02/08/2021 di Fiorella Pecorale

L’eredità psicologica nella gestazione. Un tema ancora (troppo) sconosciuto

La medicina sembra contraddirsi, franare su sé stessa e compromettersi in paradossi quando si tratta di tematiche intrise e fin troppo aggrovigliate nell’ideologia e nel settore politico. La psicologia gestazionale, così come la neurofisiologia dell’attaccamento, sono infatti materie tanto affascinanti quanto oscurate.

Bisogna essere specifici nella ricerca del titolo, indagare bene fino a scovare i nomi degli studiosi, cercare parole chiave che possano riportare a questi argomenti così controversi. 

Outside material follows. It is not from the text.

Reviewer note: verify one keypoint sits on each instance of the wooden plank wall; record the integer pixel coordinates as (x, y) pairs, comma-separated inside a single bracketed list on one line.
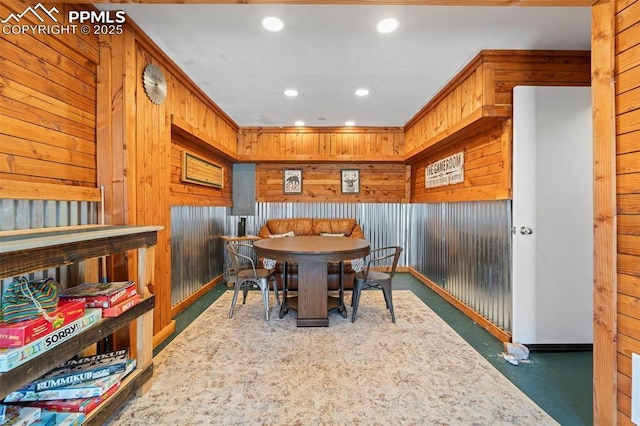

La gestazione è un mondo a sé. Un pianeta che ruota su sé stesso in modo perfetto nell’universo anatomico e, così come incuriosisce la probabile vita su Marte, qualunque spettatore resta meravigliato e senza fiato di fronte all’impeccabile formarsi della “vita dentro la vita”. Si parla infatti poco di come quel “grumo di cellule” inizi a formare il suo codice genetico sulla base di input che vengono dettati dalle emozioni della madre. Metri e metri di DNA (e ditemi se già questo non è un miracolo), srotolano informazioni e si conformano a seconda di ciò che la madre trasmette loro.  Ecco come inizia a formarsi il bambino: con informazioni.

A tal proposito nel suo libro La sinfonia del vivente, Joel de Rosnay spiega un principio che toglie il fiato: nel momento in cui avviene la fecondazione, il DNA degli spermatozoi e il DNA dell’ovulo non sono i soli ad incontrarsi e a fondersi. All’interno delle cellule germinali infatti, esiste un gran numero di altre molecole capaci di influenzare lo sviluppo dell’embrione; in parole povere, sono molecole che portano con sé informazioni importanti quali traumi, separazione dalla madre alla nascita, malnutrizione, mancanza di sonno, rifiuto per la vita e così via.

Studi comprovati come questi affermano che sin dal concepimento i sentimenti della madre sono capaci di regolare l’RNA e questa regolazione avviene fino alla terza generazione. Pertanto, verrebbero ereditati tanto i traumi quanto le emozioni positive. Un gran fuoco d’artificio scoppia in silenzio mentre milioni di cellule iniziano a colorare l’individuo sin dai suoi primi giorni di vita: in quel codice ci saranno le sfumature di chi lui sarà e del modo in cui, dalla madre, ha raccolto ognuna di quelle informazioni.

La legalizzazione (fortunatamente in paesi diversi dal nostro) dell’utero in affitto o di aborti praticati in nome di “grumi di cellule” allora, diventa ancora più vergognosa. Non su basi morali o religiose, ma su oggettive basi scientifiche. 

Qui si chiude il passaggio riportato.